Icarus strikes a Richard Branson-like figure, or the head of an oil company still exploring for oil we cannot afford to burn. In fact Canute was demonstrating the opposite to his courtiers, the ultimate limits of kingly power and humankind’s attempts to command nature.Īnd the story of killing the goose that lays the golden egg in order to extract its riches, and finding nothing, stands as a parable for how we over-exploit the environment everywhere from our seas, to our forests, farms, fossil fuel extraction and more.įolk tales and myths are especially strong on hubris, with the tale of Icarus and Daedalus sharply dividing Icarus, who fails to accept the limits of the material world, overreaches and crashes, from the wiser Daedalus, who still manages to fly, but not too near the sun.

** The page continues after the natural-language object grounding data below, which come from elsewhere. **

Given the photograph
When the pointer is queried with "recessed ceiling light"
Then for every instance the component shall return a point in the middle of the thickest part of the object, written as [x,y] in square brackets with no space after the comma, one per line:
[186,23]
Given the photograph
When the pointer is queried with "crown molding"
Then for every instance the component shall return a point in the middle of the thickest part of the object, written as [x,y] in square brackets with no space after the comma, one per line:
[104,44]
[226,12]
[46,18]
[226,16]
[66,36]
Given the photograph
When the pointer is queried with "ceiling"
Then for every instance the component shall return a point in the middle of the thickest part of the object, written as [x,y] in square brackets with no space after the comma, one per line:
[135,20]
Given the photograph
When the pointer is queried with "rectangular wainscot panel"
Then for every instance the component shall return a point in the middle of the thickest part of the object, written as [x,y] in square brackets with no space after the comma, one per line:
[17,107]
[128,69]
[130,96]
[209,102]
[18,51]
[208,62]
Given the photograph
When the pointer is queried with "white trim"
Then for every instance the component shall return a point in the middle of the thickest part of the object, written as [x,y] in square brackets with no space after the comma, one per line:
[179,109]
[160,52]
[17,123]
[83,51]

King Canute was the monarch who vainly tried to command the seas not to rise. Folk tales are a guide to the consequences of such short-sighted self-centredness. Seas are polluted with plastic and acidifying, the atmosphere loaded with more carbon dioxide than human civilisation has ever experienced, and a mass extinction event underway, visible recently in the large-scale die-off of insect life. One of our greatest contemporary threats is our wholesale abuse of the natural world. The kelpies of Scottish folklore carried children to watery graves, while the Inuit told tales of the Qallupilluit, who lived beneath the ice and would steal children through its melting cracks. Across cultures you will find stories designed to keep us away from danger, with many applicable to a warming world. This, of course, is one of the other functions of folk tales – they are cautionary and teach us to identify risks. Almost daily at the moment, another male impresario or figure with other power is revealed as the wolf that befriends with an ulterior motive the young and vulnerable, or perhaps the charming vampire seeking to satisfy its lust. And just as it may be the season of flamboyant, escapist horror, it can be frightening when we discover that places we thought, or trusted to be safe, turn out to be concealing predators.